Anthropicは新しいフラッグシップモデルClaude Opus 5を発表しました。このモデルは、コーディングや知識作業のタスクにおいて最先端の性能を持ち、コストは前モデルと同じです。このモデルは本日、Anthropicの各プラットフォームで提供され、使用料金は百万入力トークンあたり¥820(US$5)、百万出力トークンあたり¥4,100(US$25)です。さらに、デフォルト設定の約2.5倍の速度で動作するより高速なモードも提供されており、このオプションのコストは通常モードの2倍です。
Anthropicは、Opus 5が複雑なソフトウェアエンジニアリング、ビジネス自動化、科学研究、コンピュータ使用タスクをより効率的に処理するために設計されていると述べています。同社はこのモデルを、最も厳しいワークロードを満たすためだけでなく、日常的な使用のためのモデルとして位置付けています。
Opus 5は複数のテストで優れたパフォーマンスを発揮
ソフトウェアエンジニアリングに特化したFrontier-Bench v0.1評価では、Opus 5のパフォーマンスは他のテストモデルを上回り、より低いタスクコストでOpus 4.8を超えました。このモデルはCursorBench 3.2での最大努力パフォーマンスがClaude Fable 5の最高得点に近く、誤差はわずか0.5%であり、タスクコストはその半分です。性能の向上はコーディングに限らず、AnthropicはOpus 5がARC-AGI 3テストで2位のモデルよりも3倍高いスコアを記録したと述べています。このテストはモデルが新しい問題を解決する能力を評価します。
Zapier AutomationBenchでは、Opus 5はビジネスタスクを開始から終了まで完了する際の合格率が2位のモデルの約1.5倍であり、タスクコストは同じです。
このモデルはOSWorld 2.0でも他のシステムを上回り、Fable 5の最高結果を三分の一未満のコストで超えました。Anthropicはまた、特にライフサイエンス分野における科学研究の改善についても報告しています。スペクトルデータに基づいて分子構造を推測する内部有機化学ベンチマークテストでは、Opus 5はOpus 4.8よりも10.2ポイント高いスコアを記録しました。タンパク質配列の変異が機能に与える影響に関するタスクでは、7.7ポイントの向上が見られました。
同社は、このモデルが自己の作業をチェックし、初期のアプローチが失敗した際に再試行する能力も向上していると述べています。あるテストでは、Opus 5は機械部品の画像を与えられましたが、直接見ることができず、その部品を3D FreeCADモデルとして再構築するよう求められました。このモデルはここで止まらず、画像の原始的なピクセルから幾何形状を抽出するための独自のコンピュータビジョンパイプラインを構築し、その部品を再構築しました。Anthropicは、このモデルが何度も成功を収めた一方で、競合他社は同じ条件下での5回の試行がすべて失敗に終わったと述べています。
Opus 5の安全制御と新機能
Opus 5は、その強化された能力に基づく安全制御も導入しています。Anthropicは、このモデルがこれまでで最も倫理的なモデルであり、自動化された行動テストに基づいて、最近のモデルよりも欺瞞行為の発生率が低いと述べています。

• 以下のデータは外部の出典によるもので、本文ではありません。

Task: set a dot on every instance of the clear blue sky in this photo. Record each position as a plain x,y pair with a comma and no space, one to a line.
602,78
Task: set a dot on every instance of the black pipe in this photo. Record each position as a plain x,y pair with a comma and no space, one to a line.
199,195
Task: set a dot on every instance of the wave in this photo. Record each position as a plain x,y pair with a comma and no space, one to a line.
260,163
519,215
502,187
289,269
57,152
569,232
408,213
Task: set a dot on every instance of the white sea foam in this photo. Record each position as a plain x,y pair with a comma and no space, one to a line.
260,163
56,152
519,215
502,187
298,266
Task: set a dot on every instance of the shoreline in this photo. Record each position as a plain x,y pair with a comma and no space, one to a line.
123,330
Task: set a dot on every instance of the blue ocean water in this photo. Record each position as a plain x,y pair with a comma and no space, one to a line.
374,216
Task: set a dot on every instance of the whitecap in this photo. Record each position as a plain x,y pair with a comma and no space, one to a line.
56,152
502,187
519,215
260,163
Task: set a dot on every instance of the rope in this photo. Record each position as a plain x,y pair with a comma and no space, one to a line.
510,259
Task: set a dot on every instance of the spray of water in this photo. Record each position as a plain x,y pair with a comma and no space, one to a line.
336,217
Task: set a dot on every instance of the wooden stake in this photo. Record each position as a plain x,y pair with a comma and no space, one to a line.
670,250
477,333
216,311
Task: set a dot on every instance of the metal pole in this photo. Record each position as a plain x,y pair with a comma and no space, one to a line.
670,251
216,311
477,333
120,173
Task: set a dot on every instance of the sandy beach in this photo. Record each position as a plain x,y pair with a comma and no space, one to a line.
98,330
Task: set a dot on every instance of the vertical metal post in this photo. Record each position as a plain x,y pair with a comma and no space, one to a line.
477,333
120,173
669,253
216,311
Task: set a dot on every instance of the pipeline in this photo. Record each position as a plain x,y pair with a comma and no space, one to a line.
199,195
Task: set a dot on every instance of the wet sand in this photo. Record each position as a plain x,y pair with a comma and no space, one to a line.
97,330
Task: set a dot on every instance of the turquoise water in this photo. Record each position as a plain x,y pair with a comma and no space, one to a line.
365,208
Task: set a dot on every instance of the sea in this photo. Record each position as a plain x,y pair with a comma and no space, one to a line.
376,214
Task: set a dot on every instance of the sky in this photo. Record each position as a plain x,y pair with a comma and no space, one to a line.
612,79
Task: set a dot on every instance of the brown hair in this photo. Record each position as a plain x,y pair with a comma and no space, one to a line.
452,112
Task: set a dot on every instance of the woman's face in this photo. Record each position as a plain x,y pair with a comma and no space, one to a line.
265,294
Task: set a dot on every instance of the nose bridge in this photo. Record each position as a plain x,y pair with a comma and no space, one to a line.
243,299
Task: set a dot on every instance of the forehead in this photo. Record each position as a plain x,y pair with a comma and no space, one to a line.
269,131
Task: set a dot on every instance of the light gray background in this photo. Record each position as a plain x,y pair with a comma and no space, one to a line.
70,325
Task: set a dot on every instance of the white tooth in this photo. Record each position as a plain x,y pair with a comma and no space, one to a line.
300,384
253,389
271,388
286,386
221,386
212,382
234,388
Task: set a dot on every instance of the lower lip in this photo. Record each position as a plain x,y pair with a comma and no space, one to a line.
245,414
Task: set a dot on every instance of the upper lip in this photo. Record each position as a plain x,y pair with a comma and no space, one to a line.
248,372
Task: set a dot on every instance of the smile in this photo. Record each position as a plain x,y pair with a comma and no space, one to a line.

同社は、Opus 5が攻撃的なサイバーセキュリティ能力ではMythos 5モデルには及ばないと述べています。これら2つのモデルはAnthropicのOSS-Fuzz評価においてソフトウェアの脆弱性を特定する能力を持っていますが、Opus 5は脆弱性を悪用する開発においてMythos 5よりも成功率が著しく低いです。
Anthropicはまた、バイナリベースの脆弱性スキャン、ペネトレーションテスト、脆弱性生成を含む特定のサイバーセキュリティタスクの制限を強化しました。セキュリティシステムがマークしたリクエストは、自動的にOpus 4.8に戻されることがあります。
新しいモデルの発表に加えて、Anthropicはベータ機能も導入し、開発者が対話中に利用可能なツールを変更できるようにし、プロンプトキャッシュを無効にせず、マークされたAPIリクエストを別のモデルに自動的にルーティングします。Opus 5は現在、Claude Maxのデフォルトモデルとなり、Claude Proユーザーが利用できる最強のモデルとなります。